Bitter, abusive middle-aged couple meets happy, fresh and young couple for a evening of drinks and light conversation. Or so the premise goes. But the reality is somewhat different. Bitter, abusive, middle-aged couple drag happy, fresh and young couple into a very tense, awkward and powerful 4-way psychological boxing match that continues all night and into the next morning.
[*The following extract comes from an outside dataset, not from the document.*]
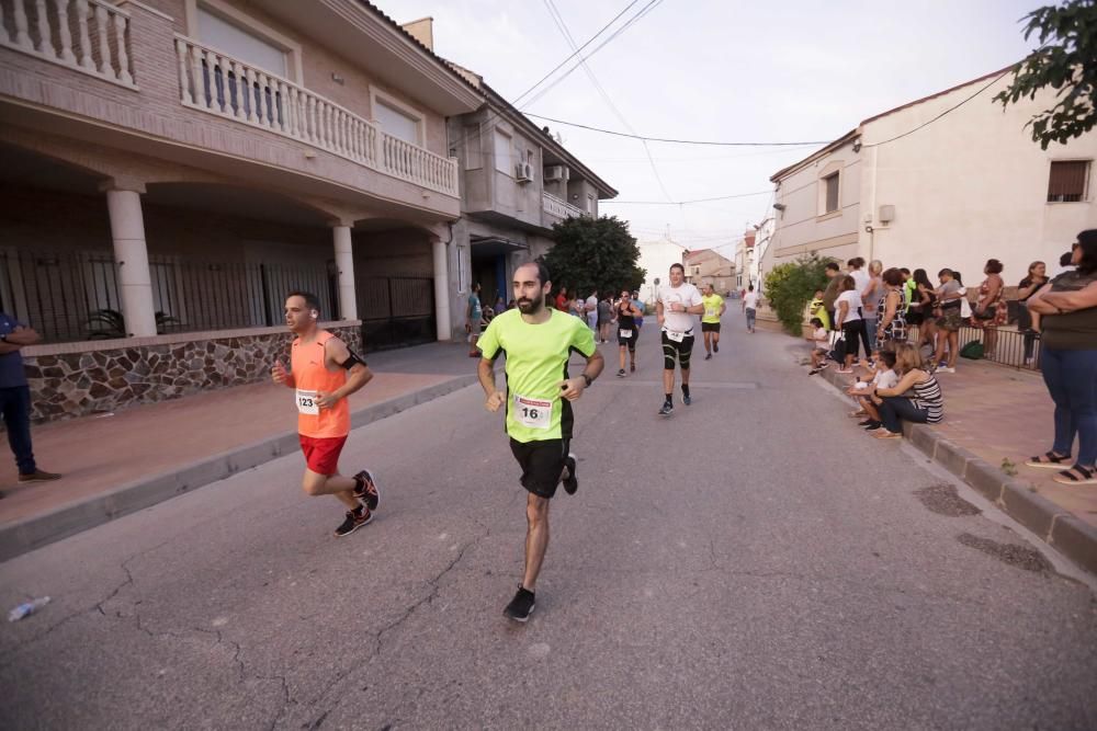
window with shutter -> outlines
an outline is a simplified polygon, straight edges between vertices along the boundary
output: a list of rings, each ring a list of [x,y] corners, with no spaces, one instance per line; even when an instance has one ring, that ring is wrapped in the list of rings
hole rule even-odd
[[[1088,195],[1090,160],[1053,160],[1048,203],[1078,203]]]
The dialogue in this film is brilliantly vicious. Vicious, even by today's standards, so you have to wonder how it was received back in the day when it was released (1966). But even as well-written as it is, it even better delivered by the four people locked in a tight, tense frame for two hours you will never forget. Elizabeth Taylor, Richard Burton, Sandy Dennis and George Segal simply set this black-and-white classic on fire.

What I liked the most about ET was the ease with which she could manipulate an audience. In the beginning she has you screaming for someone to punch her in the face. Then, at the end, she makes you want to console her and tell her it will be OK.

Taylor won an Oscar for her role, as did Dennis, both very well-deserved. In fact, the film itself was nominated in every category, winning in 5.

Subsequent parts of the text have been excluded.